You can (and probably wants) specify a starting point if you pass a relative path. The default starting point is the result is os.getcwd() while you probably wants the directory containing you script. To to so, pass __file__:

add_to_pythonpath("../..", starting_point=__file__)

starting_point can be a file path (basename will be stripped) or a directory name. It will be from there that the relative path will be calculated.

You can also choose where in the sys.path list your path will be added by passing insertion_index, which default to after the last existing item.

To timestamp

datetime.fromtimestamp exists but not the other away around, and it's not likely to change anytime soon (see: http://bugs.python.org/issue2736). In the meantime:

>>> from datetime import datetime
>>> to_timestamp(datetime(2000, 1, 1, 2, 1, 1))
946692061
>>> datetime.fromtimestamp(946688461) # PYTHON, Y U NO HAZ TO_TIMESTAMP ?
datetime.datetime(2000, 1, 1, 2, 1, 1)

Removing duplicates

skip_duplicates returns a generator that will yield all objects from an iterable, skipping duplicates and preserving order

>>> list(skip_duplicates([1, 2, 3, 4, 4, 2, 1, 3 , 4]))
[1, 2, 3, 4]

Duplicates are identified using the key function to calculate a unique fingerprint. This does not use natural equality, but the result use a set() to remove duplicates, so defining __eq__ on your objects would have no effect.

By default the fingerprint is the object itself, which ensure the functions works as-is with iterable of primitives such as int, str or tuple.

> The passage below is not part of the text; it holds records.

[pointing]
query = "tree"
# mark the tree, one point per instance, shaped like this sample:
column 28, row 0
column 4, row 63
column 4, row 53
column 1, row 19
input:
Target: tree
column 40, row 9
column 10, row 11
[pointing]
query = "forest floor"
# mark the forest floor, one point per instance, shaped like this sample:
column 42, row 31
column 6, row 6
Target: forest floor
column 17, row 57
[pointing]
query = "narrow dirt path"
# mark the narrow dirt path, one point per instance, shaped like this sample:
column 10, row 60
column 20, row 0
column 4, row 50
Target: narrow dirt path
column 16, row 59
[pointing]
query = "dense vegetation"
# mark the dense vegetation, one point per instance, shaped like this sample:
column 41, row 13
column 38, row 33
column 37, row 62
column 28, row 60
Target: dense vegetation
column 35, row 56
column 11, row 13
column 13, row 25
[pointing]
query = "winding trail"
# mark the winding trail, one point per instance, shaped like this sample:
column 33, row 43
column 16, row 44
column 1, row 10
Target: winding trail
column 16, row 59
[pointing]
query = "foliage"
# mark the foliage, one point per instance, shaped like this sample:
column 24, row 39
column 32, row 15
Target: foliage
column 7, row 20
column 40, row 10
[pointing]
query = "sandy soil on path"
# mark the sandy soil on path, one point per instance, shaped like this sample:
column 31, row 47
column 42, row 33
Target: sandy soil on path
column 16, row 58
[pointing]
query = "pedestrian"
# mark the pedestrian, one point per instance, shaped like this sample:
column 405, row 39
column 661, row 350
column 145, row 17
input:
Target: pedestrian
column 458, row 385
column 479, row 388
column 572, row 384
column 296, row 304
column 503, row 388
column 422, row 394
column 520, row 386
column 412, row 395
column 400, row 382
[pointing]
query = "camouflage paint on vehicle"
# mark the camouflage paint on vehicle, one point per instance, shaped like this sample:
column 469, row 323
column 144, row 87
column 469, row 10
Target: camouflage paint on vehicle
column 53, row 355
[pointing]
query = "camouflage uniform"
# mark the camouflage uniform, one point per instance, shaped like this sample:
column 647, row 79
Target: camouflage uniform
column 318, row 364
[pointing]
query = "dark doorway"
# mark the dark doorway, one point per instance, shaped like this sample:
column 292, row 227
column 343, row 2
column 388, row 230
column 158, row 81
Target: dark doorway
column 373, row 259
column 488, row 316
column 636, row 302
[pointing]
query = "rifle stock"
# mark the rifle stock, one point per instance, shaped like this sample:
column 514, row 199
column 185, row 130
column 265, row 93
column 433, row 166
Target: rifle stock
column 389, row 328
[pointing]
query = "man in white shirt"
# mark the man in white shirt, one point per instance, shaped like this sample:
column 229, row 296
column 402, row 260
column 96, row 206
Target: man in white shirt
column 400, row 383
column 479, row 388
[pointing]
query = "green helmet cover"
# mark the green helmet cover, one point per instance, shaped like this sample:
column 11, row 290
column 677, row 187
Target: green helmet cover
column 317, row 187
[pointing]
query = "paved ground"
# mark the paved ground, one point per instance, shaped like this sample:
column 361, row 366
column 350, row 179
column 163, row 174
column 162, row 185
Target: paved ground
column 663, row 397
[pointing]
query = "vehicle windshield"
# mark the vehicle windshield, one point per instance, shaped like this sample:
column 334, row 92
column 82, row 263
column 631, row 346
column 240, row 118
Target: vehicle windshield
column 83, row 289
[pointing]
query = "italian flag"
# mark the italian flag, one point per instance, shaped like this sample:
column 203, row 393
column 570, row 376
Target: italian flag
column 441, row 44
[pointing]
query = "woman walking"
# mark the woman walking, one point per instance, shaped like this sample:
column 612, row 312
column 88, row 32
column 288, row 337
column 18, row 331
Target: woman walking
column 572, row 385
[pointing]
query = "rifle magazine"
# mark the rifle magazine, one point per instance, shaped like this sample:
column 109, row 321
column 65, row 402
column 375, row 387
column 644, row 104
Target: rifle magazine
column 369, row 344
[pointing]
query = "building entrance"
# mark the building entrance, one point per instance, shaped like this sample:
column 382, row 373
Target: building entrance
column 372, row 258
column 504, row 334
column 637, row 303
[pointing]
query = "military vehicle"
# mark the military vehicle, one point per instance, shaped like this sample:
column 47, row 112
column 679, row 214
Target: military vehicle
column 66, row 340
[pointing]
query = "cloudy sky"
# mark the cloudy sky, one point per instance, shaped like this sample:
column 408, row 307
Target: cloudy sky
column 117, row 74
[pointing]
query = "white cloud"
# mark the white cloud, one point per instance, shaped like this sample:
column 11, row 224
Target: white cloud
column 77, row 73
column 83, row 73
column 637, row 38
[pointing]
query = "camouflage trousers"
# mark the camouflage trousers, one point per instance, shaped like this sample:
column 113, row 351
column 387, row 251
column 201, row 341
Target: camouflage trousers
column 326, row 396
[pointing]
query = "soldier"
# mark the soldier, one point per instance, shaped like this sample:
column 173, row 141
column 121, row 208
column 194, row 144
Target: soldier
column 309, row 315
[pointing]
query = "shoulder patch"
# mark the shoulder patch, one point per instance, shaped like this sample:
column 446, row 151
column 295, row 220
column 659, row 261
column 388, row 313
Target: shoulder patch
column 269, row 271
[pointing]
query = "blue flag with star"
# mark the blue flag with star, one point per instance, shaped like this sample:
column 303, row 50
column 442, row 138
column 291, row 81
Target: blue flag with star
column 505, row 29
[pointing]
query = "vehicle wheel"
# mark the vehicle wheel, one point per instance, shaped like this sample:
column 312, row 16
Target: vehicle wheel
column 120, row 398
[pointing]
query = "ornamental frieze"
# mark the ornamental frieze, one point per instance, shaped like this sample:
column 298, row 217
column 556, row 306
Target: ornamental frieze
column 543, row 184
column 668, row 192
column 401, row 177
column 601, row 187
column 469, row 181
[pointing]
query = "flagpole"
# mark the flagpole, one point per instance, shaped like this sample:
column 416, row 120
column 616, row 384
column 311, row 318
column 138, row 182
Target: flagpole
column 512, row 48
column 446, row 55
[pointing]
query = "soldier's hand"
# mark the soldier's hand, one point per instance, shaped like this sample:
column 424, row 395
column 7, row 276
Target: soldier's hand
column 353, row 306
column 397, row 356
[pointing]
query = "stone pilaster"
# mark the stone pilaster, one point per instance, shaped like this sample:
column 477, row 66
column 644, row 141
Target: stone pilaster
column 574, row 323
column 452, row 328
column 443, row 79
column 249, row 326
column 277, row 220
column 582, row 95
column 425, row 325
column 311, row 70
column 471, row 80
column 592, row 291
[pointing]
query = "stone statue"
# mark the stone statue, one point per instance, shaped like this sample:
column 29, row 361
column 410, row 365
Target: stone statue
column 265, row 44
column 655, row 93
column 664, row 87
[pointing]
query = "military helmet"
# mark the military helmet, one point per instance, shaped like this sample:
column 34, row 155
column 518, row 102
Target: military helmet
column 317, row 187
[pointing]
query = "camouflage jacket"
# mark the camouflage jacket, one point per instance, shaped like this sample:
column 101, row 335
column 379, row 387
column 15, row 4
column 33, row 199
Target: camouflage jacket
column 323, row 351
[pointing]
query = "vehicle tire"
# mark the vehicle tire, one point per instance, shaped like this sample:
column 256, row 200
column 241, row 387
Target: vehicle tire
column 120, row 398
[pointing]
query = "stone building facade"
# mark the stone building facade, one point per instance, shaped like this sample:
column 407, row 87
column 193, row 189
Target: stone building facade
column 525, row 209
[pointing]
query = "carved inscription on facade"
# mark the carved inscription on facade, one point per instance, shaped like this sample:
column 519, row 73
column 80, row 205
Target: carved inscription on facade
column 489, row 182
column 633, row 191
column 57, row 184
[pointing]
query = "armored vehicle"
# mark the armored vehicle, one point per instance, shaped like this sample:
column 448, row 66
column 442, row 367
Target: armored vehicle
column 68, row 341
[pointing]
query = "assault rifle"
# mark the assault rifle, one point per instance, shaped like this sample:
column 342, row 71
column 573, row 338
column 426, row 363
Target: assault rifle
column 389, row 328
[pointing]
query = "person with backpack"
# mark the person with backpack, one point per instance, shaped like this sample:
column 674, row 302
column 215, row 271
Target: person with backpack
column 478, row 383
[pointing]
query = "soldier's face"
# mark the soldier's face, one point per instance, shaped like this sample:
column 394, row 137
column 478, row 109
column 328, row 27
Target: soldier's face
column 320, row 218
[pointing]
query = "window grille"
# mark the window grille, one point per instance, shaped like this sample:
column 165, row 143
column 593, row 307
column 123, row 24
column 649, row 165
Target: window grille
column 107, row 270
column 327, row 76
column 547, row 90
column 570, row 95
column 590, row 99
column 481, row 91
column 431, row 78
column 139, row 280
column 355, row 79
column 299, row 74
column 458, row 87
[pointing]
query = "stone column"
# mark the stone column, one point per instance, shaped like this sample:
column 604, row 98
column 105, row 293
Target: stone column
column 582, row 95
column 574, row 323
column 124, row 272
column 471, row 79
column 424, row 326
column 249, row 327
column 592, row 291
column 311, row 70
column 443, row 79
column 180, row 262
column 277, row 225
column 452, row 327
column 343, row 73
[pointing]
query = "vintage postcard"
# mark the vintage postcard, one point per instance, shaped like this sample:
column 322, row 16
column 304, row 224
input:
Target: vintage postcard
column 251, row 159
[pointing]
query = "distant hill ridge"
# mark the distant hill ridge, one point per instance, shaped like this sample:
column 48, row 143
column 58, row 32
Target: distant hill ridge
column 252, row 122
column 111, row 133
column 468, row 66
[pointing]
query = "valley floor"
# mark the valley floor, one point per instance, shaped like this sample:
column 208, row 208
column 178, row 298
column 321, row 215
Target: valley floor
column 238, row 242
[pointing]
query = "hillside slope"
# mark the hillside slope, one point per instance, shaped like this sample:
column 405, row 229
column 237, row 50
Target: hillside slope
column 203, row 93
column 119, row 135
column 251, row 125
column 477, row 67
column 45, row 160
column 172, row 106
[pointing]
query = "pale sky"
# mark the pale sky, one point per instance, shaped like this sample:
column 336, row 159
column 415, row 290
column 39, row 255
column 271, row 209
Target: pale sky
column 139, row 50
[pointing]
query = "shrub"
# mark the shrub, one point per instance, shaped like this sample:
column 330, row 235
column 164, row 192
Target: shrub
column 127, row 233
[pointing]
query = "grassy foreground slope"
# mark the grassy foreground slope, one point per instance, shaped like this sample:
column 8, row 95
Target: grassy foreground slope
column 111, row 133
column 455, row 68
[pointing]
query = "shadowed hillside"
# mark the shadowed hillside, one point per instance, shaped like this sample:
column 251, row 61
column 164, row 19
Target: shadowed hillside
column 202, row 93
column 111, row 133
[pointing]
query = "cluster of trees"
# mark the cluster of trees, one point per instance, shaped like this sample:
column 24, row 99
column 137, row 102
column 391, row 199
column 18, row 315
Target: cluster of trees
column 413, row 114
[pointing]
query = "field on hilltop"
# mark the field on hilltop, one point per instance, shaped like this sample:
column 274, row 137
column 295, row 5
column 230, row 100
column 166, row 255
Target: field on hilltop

The return value of key MUST be hashable, which means for non hashable objects such as dict, set or list, you need to specify a function that returns a hashable fingerprint

>>> list(skip_duplicates(([], [], (), [1, 2], (1, 2)), lambda x: tuple(x)))
[[], [1, 2]]
>>> list(skip_duplicates(([], [], (), [1, 2], (1, 2)), lambda x: (type(x), tuple(x))))
[[], (), [1, 2], (1, 2)]